I have been faced with the fee objection once or twice (probably thousands of times) over the years. It is generally the first question most investors ask when looking for a property manager.
It is understandable that investors are concerned with the outgoings, after all, the return on investment must be sustainable long term, and it needs to be an asset, not a liability.
The thing is, selecting a property manager is not like comparing interest rates, where we understand that the rates are controlled by the Reserve Bank to a certain degree. We also know we can negotiate with the bank if they don’t “come to the party”. The difference is, there is a very important service behind property management. Unless you are an investor who has experienced poor property management service, it is likely that we all appear much the same. The glossy brochures, print media, video marketing and websites suggest that the service provided or promised are essentially the same. So in this case, the only decision the investor needs to make is who will offer the best deal on fees.
While it may appear this way, it is generally not the case and the small difference in percentage fees will become irrelevant in the scheme of things.
Don’t worry, I am not going to rattle on about how we (@home) provide “better service” than the rest because let’s face it, everyone will promise that.
What I can do, is demonstrate how we (@home Property) add value to our clients with the very best risk management processes, systems, and resources available to get the best results and return a higher yield from the investment. When you are considering the costs you should consider ALL costs, I refer to this as “the gap” between fees and true cost.
- Management fees – the cost of professional management
- Outgoings - maintenance, accounting, land tax, rates, water etc.
- The cost of poor management (choosing the wrong agent) - Poor tenant selection, vacancy management, undetected maintenance or damage, reactive management rather than proactive management, poor attention to detail, lack of knowledge (legislation requirements), poor systems, high staff turnover, poor record keeping and poor negotiation skills.
You should then consider how the income can vary. Just because an agent quotes the highest rent doesn't always mean you will achieve a higher return. You should consider the annual income rather than the weekly rent quoted.
Ask yourself and/or the agent these questions;
- Has the property manager demonstrated that the rent quoted is achievable, based on comparable results?

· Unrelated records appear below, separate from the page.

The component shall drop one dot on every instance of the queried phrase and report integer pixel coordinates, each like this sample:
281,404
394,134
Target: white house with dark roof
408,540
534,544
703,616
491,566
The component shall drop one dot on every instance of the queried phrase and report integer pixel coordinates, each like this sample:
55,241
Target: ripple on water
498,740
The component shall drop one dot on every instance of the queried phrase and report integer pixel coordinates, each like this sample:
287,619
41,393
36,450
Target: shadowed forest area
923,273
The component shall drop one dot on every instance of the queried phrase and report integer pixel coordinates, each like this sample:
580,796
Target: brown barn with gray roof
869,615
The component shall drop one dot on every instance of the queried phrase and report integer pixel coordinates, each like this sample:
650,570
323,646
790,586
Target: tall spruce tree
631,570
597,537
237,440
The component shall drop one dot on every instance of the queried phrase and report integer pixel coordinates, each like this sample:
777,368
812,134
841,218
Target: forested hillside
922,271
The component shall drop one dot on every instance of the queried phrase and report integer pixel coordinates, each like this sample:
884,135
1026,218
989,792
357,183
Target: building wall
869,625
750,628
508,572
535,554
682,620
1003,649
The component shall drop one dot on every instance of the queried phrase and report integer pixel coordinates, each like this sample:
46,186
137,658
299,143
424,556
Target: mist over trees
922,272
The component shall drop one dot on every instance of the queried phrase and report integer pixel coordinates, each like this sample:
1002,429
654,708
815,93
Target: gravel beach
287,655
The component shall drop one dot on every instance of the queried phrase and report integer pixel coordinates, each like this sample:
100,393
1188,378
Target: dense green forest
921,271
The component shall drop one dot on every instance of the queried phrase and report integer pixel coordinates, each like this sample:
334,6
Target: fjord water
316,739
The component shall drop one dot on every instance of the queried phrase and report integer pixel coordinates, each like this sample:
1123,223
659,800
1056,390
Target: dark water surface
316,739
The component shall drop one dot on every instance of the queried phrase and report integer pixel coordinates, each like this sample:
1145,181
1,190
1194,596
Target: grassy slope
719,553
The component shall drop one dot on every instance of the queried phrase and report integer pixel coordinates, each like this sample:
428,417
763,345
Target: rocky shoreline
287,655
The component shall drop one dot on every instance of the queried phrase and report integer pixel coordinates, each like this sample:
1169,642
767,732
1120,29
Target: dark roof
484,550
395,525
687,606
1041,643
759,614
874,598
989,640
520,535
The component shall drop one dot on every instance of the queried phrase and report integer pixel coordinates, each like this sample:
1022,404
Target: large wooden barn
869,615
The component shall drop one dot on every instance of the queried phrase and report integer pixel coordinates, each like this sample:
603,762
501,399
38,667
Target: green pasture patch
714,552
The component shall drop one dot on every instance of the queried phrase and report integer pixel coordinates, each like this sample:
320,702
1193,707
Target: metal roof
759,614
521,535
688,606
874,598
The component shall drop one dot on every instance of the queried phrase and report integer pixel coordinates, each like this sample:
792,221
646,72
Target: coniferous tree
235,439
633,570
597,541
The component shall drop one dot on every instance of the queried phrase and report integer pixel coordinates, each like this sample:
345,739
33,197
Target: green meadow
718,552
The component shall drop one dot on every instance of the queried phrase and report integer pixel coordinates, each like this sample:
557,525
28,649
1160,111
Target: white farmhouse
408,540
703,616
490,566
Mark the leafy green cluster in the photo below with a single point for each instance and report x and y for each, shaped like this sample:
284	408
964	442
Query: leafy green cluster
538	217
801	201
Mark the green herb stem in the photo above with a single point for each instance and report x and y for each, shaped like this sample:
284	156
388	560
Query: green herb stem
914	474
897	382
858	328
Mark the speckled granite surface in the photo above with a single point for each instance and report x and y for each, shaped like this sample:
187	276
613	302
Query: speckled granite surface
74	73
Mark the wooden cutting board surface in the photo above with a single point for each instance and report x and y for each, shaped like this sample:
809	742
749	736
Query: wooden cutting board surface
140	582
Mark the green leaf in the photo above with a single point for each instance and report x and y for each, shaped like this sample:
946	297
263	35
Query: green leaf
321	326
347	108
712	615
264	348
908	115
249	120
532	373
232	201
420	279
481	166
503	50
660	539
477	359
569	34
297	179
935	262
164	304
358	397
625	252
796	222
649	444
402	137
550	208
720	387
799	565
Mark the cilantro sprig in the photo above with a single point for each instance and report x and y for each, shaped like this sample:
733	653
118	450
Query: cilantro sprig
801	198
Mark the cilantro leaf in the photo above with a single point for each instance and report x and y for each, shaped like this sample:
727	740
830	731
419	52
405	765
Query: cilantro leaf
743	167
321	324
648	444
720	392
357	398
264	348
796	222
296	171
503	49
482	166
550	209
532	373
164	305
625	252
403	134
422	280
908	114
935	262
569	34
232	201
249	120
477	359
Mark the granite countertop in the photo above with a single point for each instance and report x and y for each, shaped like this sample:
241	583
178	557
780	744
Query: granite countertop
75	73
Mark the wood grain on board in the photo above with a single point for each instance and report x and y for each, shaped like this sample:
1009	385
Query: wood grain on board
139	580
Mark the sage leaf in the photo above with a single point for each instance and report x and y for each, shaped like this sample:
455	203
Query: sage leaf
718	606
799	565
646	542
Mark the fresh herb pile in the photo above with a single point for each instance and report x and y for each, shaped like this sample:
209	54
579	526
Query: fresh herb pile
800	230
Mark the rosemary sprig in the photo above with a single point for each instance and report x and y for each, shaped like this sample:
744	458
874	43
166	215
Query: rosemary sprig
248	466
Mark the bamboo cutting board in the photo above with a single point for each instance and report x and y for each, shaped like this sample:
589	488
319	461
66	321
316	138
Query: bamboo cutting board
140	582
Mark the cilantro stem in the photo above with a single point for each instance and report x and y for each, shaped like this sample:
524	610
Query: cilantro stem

- How long are you prepared to have the property vacant at the highest end of the market and what is the annual cost of extended vacancy compared to a 5% adjustment in the weekly rent over 12 months?
- What is the proposed marketing strategy to achieve the best annual return/yield?
- How will they market the property to achieve maximum exposure? Do they have a large network/database of quality potential tenants?
- How do they qualify potential tenants in order to find the best possible tenant?
- What risk management procedures does the agency have in place in the event something goes wrong? How knowledgeable are they, what experience is behind the business and the team? Can the results be demonstrated?
- Can they demonstrate better than average statistics? for example; what is the current average vacancy rate, letting period (days on market), rent arrears for the office.
- What do others say about the agency? Look them up and check out the client feedback. Are they professionals and will they represent you well?
- Does the property manager/agent come across as a good negotiator? Remembering that if they are firm with you, they will do the same when they represent you. If they are quick to allow you to out negotiate them, how well will they manage the demands of your tenant?
In summary, remember to consider the “gaps”. I have seen far too many investors make the mistake of choosing an agent based on fees alone and it rarely provides the outcome they were hoping for.